Auch erforderliche Babysitterkosten müssen ersetzt werden. Aufwendungen für Handwerker, z.B. beim Hausbau oder der Wohnungsrenovierung, fallen dann unter die Ersatzpflicht, wenn der Geschädigte diese Arbeiten selbst hätte ausführen können und dies auch konkret vorhatte (OLG Hamm, NZV 1989, 72 = VerbraucherR ’90, 169). Das muss er allerdings beweisen (BGH, NJW 1990, 1037 = VerbraucherR ’91, 174).

Erwerbsschaden bei Unternehmern / Selbständigen: Der Selbständige hat sich um eine geeignete Ersatzkraft zu bemühen, den Betrieb erforderlichenfalls anders zu organisieren und entsprechend seiner Behinderung zu disponieren sowie die verbliebene Arbeitskraft voll einzusetzen.
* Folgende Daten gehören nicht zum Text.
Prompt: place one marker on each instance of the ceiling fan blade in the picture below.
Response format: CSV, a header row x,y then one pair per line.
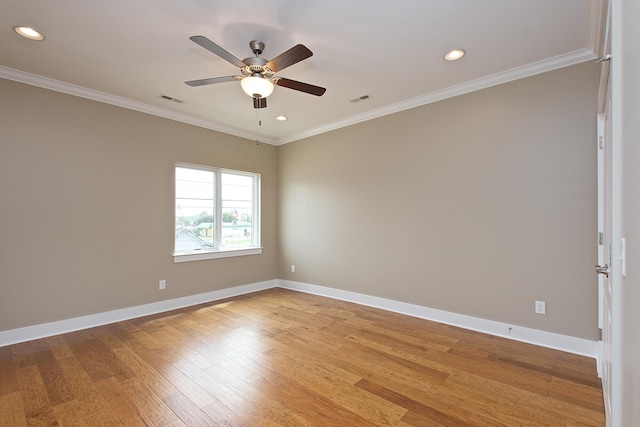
x,y
290,57
302,87
259,102
214,48
213,80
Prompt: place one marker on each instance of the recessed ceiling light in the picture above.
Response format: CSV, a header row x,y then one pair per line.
x,y
454,54
28,32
Bei einem nur kurzen oder mittelfristigen Ausfall ist er im Rahmen des Zumutbaren verpflichtet, entgangene Geschäfte oder unterbliebene Arbeitsleistungen durch eine maßvolle Verlängerung der täglichen Arbeitszeit nachzuholen. Sollten die Mitgesellschafter auf einer Kürzung des Gewinnanteils bestehen oder Kürzung des Kapitalkontos vornehmen, ist die Gewinnminderung nur zu ersetzen, wenn die Vereinbarung unabweisbar und die den anderen Gesellschaftern zugemutete Mehrarbeit ganz außergewöhnlich war. Es kann Erstattung eines angemessenen Gehaltes und Gewinnentgang geltend gemacht werden.

Vermehrte Aufwendungen wie Fahrtkoste zum Arzt, zur Apotheke und zur Arbeitsstellezusätzliche können ebenso ersatzfähig sein wie Kosten, die sich im Zusammenhang mit einem Krankenhausaufenthalt (wie z.B. Kosten für Besuche naher Angehöriger, Telefon, Mietfernsehn, Trinkgelder, Pflegekosten) ergeben.
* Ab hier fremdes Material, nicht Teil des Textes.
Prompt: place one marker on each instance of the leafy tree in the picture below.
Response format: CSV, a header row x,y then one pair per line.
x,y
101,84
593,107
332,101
Kosten für Pflegedienst bei verletzungsbedingter Pflegebedürftigkeit

sog. vermehrte Bedürfnisse: Hierzu zählen ständige, wiederkehrende Aufwendungen, die den Zweck haben, diejenigen Nachteile auszugleichen, die dem geschädigten Patienten infolge dauerender Beeinträchtigung seines körperlichen Wohlbefindens entstehen wie z.B. Mehraufwendungen für besondere Kost, für Betreuung durch Pflegepersonen, Umgestaltung/Neuanmietung von bedarfsgerechten Räumlichkeiten.
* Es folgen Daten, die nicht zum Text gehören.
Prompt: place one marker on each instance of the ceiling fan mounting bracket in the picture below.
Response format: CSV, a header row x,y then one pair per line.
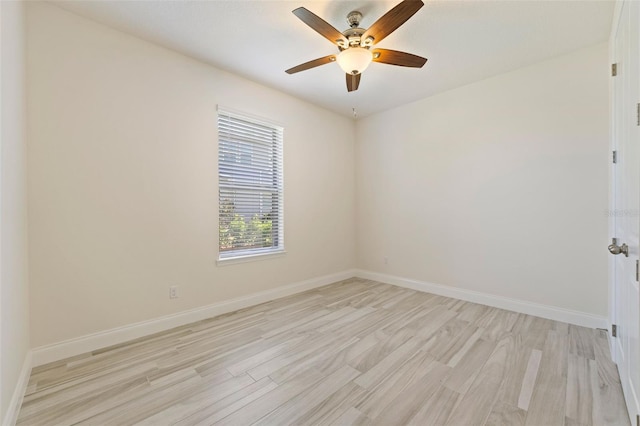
x,y
355,44
353,18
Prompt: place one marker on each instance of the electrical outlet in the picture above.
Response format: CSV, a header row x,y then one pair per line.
x,y
173,292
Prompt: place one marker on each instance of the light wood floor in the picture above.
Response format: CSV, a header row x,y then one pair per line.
x,y
354,352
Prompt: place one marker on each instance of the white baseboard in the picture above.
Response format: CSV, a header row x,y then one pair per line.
x,y
11,417
545,311
90,342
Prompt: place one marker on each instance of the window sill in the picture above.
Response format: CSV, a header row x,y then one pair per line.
x,y
249,258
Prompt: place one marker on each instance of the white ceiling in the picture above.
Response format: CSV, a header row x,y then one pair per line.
x,y
465,41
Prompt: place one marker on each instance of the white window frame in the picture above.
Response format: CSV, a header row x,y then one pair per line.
x,y
230,125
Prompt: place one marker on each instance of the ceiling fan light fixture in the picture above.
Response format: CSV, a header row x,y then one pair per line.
x,y
354,60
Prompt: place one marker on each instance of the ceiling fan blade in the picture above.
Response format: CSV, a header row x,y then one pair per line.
x,y
391,20
320,25
394,57
312,64
353,81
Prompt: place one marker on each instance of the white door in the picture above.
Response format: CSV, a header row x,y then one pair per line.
x,y
626,199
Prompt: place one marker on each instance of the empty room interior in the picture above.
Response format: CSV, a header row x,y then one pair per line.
x,y
362,212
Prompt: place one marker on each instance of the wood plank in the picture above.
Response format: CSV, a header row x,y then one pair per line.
x,y
354,352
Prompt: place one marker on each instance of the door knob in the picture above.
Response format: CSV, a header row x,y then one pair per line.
x,y
614,248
Haushaltsführungsschaden: Grundsätzlich ist auch der sog. Haushaltsführungsschaden erstattungsfähig, wenn die Fähigkeit zur Hausarbeit tatsächlich und spürbar beeinträchtigt ist. Hier kommt es darauf an, in welchem Umfang der Geschädigte in seiner Haushaltstätigkeit konkret behindert wird.

vertaner Urlaub: Ob und in welcher Größenordnung die Tatsache schadensersatzpflichtig ist, dass ein Urlaub nicht angetreten oder fortgesetzt werden konnte, darüber entscheiden die Gerichte nicht ganz einheitlich. Die Kosten einer gebuchten Reise, die wegen einer bei dem Vorfall erlittenen Körperverletzung nicht angetreten werden kann, dürften als Folgeschaden der Verletzung normalerweise ersetzbar sein. Schwieriger ist die Rechtslage im Hinblick darauf, dass wegen festgesetzter betrieblicher Urlaubszeiten ein Urlaub nicht nachgeholt werden kann. Hier einen Schaden festzustellen und zu berechnen, ist nicht einfach.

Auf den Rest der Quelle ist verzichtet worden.